Illinois

Students Have Become ‘Collateral Damage' in State Budget Battle

“With what’s going on, it’s scary,” says student

“It’s time for the budget impasse to end,” said Elaine Maimon, president of Governor’s State University, as she sat in her office with the clock ticking down both on graduation and the spring session of the Illinois General Assembly. Facing a May 31st deadline there is no budget deal for the coming fiscal year and serious questions remain for the financial stability of the state’s public university system.

The strain on students, said Maimon, is profound.

“Oh yes that’s the biggest worry because students are anxious,” she said. “The state has to understand that treating us like collateral damage is just not good for the state.”

For college students across the state it is a time of caps and gowns and hopes and dreams. But the pomp of graduation is lessened by the circumstances in Springfield where Democrats and Republicans, including the governor, remain at odds.

Concern is on the face and in the voice of Maria Xoy, a junior at Northeastern Illinois University, who worries her MAP grant could be in jeopardy.

“I’ll become part of the statistic of people who just dropped out of school because they just couldn’t afford it anymore,” Xoy said while sitting with a group of others in the student center.

In the last two years, the public university system in Illinois has lost tens of thousands of students, in large part, educators say, to the ongoing budget stalemate in Springfield.

From Eastern to Western to Southern Illinois universities enrollments are down, according to the Illinois Board of Higher Education.

Not including community colleges, there are nine public universities on twelve campuses across the state. As a whole, those universities, according to the union representing professors, are shrinking. Dramatically.

“We’ve lost 46,000 students from public higher education in the state,” said Steven Frankel, a Northeastern Illinois professor and Vice President of University Professionals of Illinois.

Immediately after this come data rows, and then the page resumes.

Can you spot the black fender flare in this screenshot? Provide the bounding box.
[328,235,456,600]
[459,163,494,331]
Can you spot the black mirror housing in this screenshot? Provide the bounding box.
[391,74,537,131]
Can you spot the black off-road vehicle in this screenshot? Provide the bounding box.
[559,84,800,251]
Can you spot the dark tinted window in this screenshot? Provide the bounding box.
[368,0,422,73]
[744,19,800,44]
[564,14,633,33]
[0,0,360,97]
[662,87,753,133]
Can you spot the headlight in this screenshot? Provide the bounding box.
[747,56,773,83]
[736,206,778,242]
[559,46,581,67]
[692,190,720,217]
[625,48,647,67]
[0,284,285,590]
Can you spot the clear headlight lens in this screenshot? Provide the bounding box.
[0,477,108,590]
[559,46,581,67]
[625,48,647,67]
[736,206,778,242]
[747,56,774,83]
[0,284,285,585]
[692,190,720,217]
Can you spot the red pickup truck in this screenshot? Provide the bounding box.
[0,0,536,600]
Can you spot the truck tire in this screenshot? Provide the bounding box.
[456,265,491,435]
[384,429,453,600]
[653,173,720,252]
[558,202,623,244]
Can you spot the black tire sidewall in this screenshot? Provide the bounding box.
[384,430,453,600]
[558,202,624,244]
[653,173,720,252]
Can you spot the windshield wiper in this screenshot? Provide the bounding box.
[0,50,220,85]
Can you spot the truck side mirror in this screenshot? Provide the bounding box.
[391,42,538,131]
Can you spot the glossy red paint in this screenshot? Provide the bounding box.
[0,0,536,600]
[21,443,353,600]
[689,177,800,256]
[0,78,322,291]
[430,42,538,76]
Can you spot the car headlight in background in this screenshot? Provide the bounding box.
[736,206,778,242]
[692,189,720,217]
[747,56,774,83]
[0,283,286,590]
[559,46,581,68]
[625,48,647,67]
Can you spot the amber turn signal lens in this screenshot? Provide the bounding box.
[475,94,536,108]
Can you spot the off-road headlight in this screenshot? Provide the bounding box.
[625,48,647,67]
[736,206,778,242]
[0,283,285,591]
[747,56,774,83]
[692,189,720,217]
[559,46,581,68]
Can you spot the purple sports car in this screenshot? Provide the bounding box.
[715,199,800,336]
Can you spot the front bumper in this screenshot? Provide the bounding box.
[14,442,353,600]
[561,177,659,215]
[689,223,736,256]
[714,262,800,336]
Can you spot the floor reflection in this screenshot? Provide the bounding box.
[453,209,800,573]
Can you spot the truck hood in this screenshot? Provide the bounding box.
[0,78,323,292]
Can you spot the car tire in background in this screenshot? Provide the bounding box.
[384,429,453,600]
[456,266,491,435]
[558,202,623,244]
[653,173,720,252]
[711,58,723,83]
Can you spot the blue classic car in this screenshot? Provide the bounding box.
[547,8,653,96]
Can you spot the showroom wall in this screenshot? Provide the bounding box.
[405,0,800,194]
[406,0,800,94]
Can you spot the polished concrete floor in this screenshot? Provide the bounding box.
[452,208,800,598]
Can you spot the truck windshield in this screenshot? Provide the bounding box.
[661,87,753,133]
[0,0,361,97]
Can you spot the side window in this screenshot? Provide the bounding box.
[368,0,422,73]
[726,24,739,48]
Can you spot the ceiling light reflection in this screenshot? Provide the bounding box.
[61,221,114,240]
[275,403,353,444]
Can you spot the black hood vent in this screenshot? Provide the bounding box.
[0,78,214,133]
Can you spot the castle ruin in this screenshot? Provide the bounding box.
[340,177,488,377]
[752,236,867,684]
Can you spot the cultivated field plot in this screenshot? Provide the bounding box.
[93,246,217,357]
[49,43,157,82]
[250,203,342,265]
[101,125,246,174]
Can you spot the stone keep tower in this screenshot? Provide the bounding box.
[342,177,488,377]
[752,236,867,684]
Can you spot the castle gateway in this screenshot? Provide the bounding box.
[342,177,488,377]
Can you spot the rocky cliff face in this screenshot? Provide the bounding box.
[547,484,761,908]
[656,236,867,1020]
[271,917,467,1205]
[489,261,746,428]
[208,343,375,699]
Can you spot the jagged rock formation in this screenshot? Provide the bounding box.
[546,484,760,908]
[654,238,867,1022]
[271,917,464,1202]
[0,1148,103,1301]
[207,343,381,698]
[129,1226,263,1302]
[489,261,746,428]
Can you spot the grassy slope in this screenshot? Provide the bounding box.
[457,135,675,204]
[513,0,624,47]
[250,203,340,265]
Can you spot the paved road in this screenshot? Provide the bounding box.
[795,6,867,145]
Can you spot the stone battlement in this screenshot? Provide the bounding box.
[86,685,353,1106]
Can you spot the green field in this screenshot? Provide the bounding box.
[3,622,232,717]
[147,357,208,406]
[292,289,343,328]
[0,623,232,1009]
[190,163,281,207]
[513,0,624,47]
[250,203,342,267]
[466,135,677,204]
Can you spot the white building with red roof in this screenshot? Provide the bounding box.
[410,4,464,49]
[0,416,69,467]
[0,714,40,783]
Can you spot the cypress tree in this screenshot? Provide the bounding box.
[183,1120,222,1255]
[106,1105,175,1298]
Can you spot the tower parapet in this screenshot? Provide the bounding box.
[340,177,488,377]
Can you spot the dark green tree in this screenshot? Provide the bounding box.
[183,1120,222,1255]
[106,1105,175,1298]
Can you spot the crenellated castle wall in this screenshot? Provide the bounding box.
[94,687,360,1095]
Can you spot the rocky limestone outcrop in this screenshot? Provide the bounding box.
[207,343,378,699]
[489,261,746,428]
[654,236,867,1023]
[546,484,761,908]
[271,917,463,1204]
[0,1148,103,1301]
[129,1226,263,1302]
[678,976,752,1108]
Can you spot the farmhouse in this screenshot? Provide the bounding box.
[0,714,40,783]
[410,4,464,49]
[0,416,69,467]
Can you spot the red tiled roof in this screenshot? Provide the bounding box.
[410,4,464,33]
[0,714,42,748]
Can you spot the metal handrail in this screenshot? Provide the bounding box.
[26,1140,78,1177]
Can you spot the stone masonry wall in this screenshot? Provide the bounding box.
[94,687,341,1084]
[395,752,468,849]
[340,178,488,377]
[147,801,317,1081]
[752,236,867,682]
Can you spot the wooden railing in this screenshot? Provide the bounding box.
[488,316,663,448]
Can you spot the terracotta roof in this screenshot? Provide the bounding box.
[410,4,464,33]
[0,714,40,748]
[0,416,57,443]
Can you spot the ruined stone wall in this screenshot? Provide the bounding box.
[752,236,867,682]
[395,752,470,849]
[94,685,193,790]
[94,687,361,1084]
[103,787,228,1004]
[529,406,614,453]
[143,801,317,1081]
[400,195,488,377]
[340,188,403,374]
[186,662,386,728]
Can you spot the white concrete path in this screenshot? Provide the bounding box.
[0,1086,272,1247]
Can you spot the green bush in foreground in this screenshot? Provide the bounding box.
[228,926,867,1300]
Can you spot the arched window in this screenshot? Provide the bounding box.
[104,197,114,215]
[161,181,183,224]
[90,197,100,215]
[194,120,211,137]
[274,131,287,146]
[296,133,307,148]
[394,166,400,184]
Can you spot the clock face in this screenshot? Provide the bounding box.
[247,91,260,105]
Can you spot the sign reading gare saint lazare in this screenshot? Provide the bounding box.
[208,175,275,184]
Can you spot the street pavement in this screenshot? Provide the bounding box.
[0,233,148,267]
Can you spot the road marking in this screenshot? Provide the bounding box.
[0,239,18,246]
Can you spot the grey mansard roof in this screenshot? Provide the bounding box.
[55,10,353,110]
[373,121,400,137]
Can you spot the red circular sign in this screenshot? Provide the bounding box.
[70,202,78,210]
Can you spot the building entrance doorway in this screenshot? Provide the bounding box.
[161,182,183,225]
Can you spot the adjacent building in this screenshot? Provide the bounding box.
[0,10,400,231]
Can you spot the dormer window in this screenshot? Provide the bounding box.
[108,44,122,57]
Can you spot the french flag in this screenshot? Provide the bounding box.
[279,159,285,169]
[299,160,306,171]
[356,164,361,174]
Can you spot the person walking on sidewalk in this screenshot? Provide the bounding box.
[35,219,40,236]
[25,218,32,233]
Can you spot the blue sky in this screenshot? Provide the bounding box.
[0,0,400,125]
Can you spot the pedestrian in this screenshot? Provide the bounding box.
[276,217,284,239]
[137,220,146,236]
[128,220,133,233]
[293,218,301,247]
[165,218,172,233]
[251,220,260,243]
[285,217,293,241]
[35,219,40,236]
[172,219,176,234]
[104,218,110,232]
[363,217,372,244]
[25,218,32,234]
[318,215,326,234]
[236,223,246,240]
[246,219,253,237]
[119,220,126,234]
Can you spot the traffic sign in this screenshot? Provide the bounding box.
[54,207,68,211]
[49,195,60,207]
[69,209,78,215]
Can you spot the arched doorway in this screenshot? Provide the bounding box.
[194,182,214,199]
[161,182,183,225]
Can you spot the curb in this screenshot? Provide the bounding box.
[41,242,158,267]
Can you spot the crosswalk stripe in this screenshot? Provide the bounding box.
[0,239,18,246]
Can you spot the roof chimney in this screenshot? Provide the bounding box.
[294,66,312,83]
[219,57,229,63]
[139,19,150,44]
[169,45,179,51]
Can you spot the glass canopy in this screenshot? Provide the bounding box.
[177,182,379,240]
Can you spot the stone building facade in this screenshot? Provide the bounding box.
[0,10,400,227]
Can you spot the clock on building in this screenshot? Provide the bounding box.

It doesn’t take a math minor to understand how just how major the financial problem currently is.

“In fiscal year ’16 we had a 70% cut in appropriation. And for fiscal year ’17, the year that we are in, we had a 50% cut in appropriation,” said Maimon. “There is no fat at all,” she said. “And in fact we are beyond muscle and bone. What we are being asked to do is cut off vital organs.”

“It’s pretty dire,” admitted Tom Cross, who heads the Illinois Board of Higher Education and said administrators have reached a watershed.

“They’ve made changes, they’ve made cuts,” said Cross a former Illinois House Minority Leader. “We are at that point now where they have run out of options.”

This academic year at Northeastern there have been eight furlough days for staff and administration. The potential brain drain of professors leaving is worrisome.

“It’s certainly something I think about and I know other students worry, too,” said Stacy Alikakos, a graduate student in geography and an undergraduate advisor.

“This is definitely an emergency,” said Justin Smith, who heads the student government association at Governor’s State.

“We have two leaders who won’t talk to each other,” he said, meaning Republican Gov. Rauner and Democratic House Speaker Michael Madigan.

And so the student, who is also a musician, put his frustrations into a song, titled “If We Had a Budget.”

“Please stop all this fighting before we leave forever,” the song urges.

“Students…have so much to offer this state and this nation and if we weren’t here and other regionals weren’t here, they would go nowhere,” Maimon said.

The good news is the classes will continue come fall quarter, she noted. But uncertainty remains on her campus as well as campuses across the state as administrators look to Springfield for funds to keep public universities open and vital.

Last year the state awarded no MAP grants, as schools including Governor’s State and Northeastern dipped into their budgets to provide financial assistance to students

For those, like Maria Xoy, with dreams of a college degree, concern grows by the day as she looks to graduate in June 2018.

“It’s in grasp but with what’s going on, it’s scary,” she said.